Look what the flood dragged in: heating oil contaminates Officers' Square cellar
Published Monday, May 13, 2019 9:41PM ADT
Spring flood waters seem to have left something unusual to the cellar of the old Officers' Square building in downtown Fredericton -- heating fuel.
That’s surprising because the building has relied on electric heat for about 50 years.
The oil was found more than a week ago and it's shut down the museum that's housed there.
The air quality inside hasn't been deemed safe yet, so Scott Brown describes what you'd see.
“So you'd climb down in there and there's a 200-square foot basement that would be underneath the building where the product was found,” said Brown, the manager of building services for the City of Fredericton.
The product is heating oil and the area where it was found -- normally, no one goes down there, even staff at the Fredericton Region Museum who occupy this building in Officers' Square.
An oily sheen was found on the surface of flood waters, but only after staff noticed a petroleum smell.
“It appears that it came with the ground water, so when the groundwater raised as a result of the flood, it looks like it came through the foundation wall,” said Brown. “It's an old rock wall foundation.”
Known as the officers' quarters when it was first built, the building that stands today has pieces that date back to the mid-1800s.
It was in recent years -- in 2016 -- when the province of New Brunswick sold the building to the city of Fredericton.

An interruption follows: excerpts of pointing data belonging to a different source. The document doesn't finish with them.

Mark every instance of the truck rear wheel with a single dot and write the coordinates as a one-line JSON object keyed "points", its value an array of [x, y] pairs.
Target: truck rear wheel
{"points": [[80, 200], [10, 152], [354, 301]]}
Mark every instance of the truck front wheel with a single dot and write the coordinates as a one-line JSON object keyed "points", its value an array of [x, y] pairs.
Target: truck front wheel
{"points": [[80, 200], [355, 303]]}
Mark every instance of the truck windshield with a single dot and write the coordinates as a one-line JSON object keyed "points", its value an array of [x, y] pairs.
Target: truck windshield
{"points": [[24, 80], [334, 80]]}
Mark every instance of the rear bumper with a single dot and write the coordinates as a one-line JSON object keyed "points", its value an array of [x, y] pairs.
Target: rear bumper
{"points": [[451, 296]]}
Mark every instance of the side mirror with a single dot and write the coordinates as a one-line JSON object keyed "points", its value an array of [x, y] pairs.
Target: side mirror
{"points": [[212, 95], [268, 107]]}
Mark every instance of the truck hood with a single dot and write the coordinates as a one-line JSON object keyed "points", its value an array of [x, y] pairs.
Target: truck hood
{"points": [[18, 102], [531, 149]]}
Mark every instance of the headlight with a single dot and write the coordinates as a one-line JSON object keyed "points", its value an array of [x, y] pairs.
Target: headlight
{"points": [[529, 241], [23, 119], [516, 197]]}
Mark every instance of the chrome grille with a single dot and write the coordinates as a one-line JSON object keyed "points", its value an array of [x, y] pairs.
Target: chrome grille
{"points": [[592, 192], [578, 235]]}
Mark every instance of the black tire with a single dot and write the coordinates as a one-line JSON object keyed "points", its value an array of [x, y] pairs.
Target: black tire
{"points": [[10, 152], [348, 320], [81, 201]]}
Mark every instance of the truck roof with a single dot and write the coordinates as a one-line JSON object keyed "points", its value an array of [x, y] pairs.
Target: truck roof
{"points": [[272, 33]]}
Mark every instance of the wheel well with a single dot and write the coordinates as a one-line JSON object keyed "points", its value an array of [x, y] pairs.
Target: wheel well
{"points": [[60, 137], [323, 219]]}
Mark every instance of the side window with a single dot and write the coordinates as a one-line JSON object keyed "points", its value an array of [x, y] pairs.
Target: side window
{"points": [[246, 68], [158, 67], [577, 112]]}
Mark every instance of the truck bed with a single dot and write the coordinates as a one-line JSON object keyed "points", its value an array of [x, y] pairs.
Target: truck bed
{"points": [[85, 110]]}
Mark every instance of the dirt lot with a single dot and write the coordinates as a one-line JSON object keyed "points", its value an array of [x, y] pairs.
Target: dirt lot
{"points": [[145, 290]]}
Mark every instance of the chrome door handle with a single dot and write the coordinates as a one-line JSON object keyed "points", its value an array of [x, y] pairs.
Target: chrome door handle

The city says that in the late 60s and early 70s, it was completely converted to electric heat. They say there's no petroleum products whatsoever on site -- at least that they know of.
Oil wasn't found in the storm sewer or sanitary systems and nearby property owners say they haven't found any either.
Air testing resumed Monday and the city has hired a consultant to do some assessment work.
The Department of Environment has been notified and it said in a statement:
“The consultant and city have discussed their approach with our department, which includes non-intrusive surveys and some groundwater monitoring from existing monitoring wells in the area. This work is scheduled to begin soon.”
Said Brown:“We actually pumped the basement last year during the flood and there was absolutely no source of oil and … flood levels basically came to virtually the same height as what they were last year and the product appeared.”
Right now, everyone is stumped on the source.
In the meantime, the museum will remain closed until further notice.
It’s one more aspect of this year's spring flood that has caused so much anguish for so many people.
The museum is respecting the work that's ongoing and staying out of the space, even though, they have their annual general meeting this Thursday.
With files from CTV Atlantic’s Laura Brown.